For part b you've worked out the partial derivative of y wrt t assuming x is constant.

You want the total derivative since x is a function of t.

\displaystyle \frac{dy}{dt}= \frac{\partial y }{\partial t}+\frac{\partial y}{\partial x}\frac{dx}{dt}

Is an understanding of partial derivatives required? Can you not just use a combination of the product rule and the chain rule?

Reply 3

ghostwalker

Original post by Pangol

Is an understanding of partial derivatives required? Can you not just use a combination of the product rule and the chain rule?

My knowledge of mutlivariate calculus isn't too strong so I wouldn't like to make a definitive statement, though in this case, yes, it amounts to the same thing.

Reply 4

Pangol

Original post by ghostwalker

My knowledge of mutlivariate calculus isn't too strong so I wouldn't like to make a definitive statement, though in this case, yes, it amounts to the same thing.

Mine too! Far too many years since I've done anything like that. But I thought I was able to do this question using nothing beyond further maths A level (well, regular A level, but it's pushing at the very top end of that), so I wanted to get a second opinion.

Reply 5

Yatayyat

Original post by ghostwalker

For part b you've worked out the partial derivative of y wrt t assuming x is constant.

You want the total derivative since x is a function of t.

\displaystyle \frac{dy}{dt}= \frac{\partial y }{\partial t}+\frac{\partial y}{\partial x}\frac{dx}{dt}

How have you arrived to this equation? I’m sort of confused on this part

Reply 6

ghostwalker

Original post by Yatayyat

How have you arrived to this equation? I’m sort of confused on this part

I wouldn't like to try and derive it as I'm rather rusty on this.

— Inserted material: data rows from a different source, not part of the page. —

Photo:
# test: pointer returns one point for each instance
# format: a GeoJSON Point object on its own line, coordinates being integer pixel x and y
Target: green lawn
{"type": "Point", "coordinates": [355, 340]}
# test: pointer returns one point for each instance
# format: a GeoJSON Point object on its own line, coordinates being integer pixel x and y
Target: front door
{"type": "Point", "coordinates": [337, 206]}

Just think of x as being a function of t as well and just the standard rules for differentation.

Reply 7

Pangol

Original post by Yatayyat

How have you arrived to this equation? I’m sort of confused on this part

Put that aside for the moment - let's think about how you would differentiate this using a standard approach.

You have to differentiate

\sin(t)\sqrt{\ln x}

. This is a product, so using the product rule,

\frac{dy}{dt}=\sqrt{\ln x}\frac{d}{dt}(\sin(t))+\sin(t) \frac{d}{dt}(\sqrt{\ln x})

The only part of this that should be any sort of problem is the very last part,

\frac{d}{dt}(\sqrt{\ln x})

. But by using the chain rule, this becomes

\frac{d}{dx}(\sqrt{\ln x})\frac{dx}{dt}

- and you aleady know what

\frac{dx}{dt}

is.

Reply 8

RDKGames

Study Forum Helper

Original post by Yatayyat

How have you arrived to this equation? I’m sort of confused on this part

Basically, you cannot 'threat sqrt ln(x) as a constant' in the process of differentiation with respect to t.

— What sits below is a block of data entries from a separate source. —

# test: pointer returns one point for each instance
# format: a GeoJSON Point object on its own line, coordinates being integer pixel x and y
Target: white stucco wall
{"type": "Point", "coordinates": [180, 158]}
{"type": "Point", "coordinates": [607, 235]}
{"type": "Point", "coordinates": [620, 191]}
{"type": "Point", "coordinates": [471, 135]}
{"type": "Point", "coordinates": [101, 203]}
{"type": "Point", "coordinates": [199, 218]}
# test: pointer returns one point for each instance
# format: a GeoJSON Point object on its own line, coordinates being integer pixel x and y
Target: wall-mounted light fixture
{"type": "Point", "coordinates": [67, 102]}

This is because x is a non-constant function of t (the hint is that dx/dt is non zero!)

So, you need to use implicit differentiation along with product rule to differentiate y with respect to t.

(edited 4 years ago)

Reply 9

Yatayyat

Thanks so I have obtained dy/dt now from using implicit differentiation which had involved using product rule and chain rule when sqrt(lnx) wrt x

I used my dy/dt expression in part c) to get a k value of 2*sqrt(ln2)?

Is this okay?

(edited 4 years ago)

Reply 10

Yatayyat

Here is another Q that I have tried also

Screenshot 2020-02-05 at 19.38.38.png

This one seems to have a bit less differentiation but I have given this as my answers?

Reply 11

Pangol

Original post by Yatayyat

Thanks so I have obtained dy/dt now from using implicit differentiation which had involved using product rule and chain rule when sqrt(lnx) wrt x

I used my dy/dt expression in part c) to get a k value of 2*sqrt(ln2)?

Is this okay?

That's what I got, so I hope it's right!

If I were you, I would use the expression for dx/dt from (a) at the end of (b). Your dy/dt isn't really finished otherwise. There's no need to wait until you're working out the value of k in (c).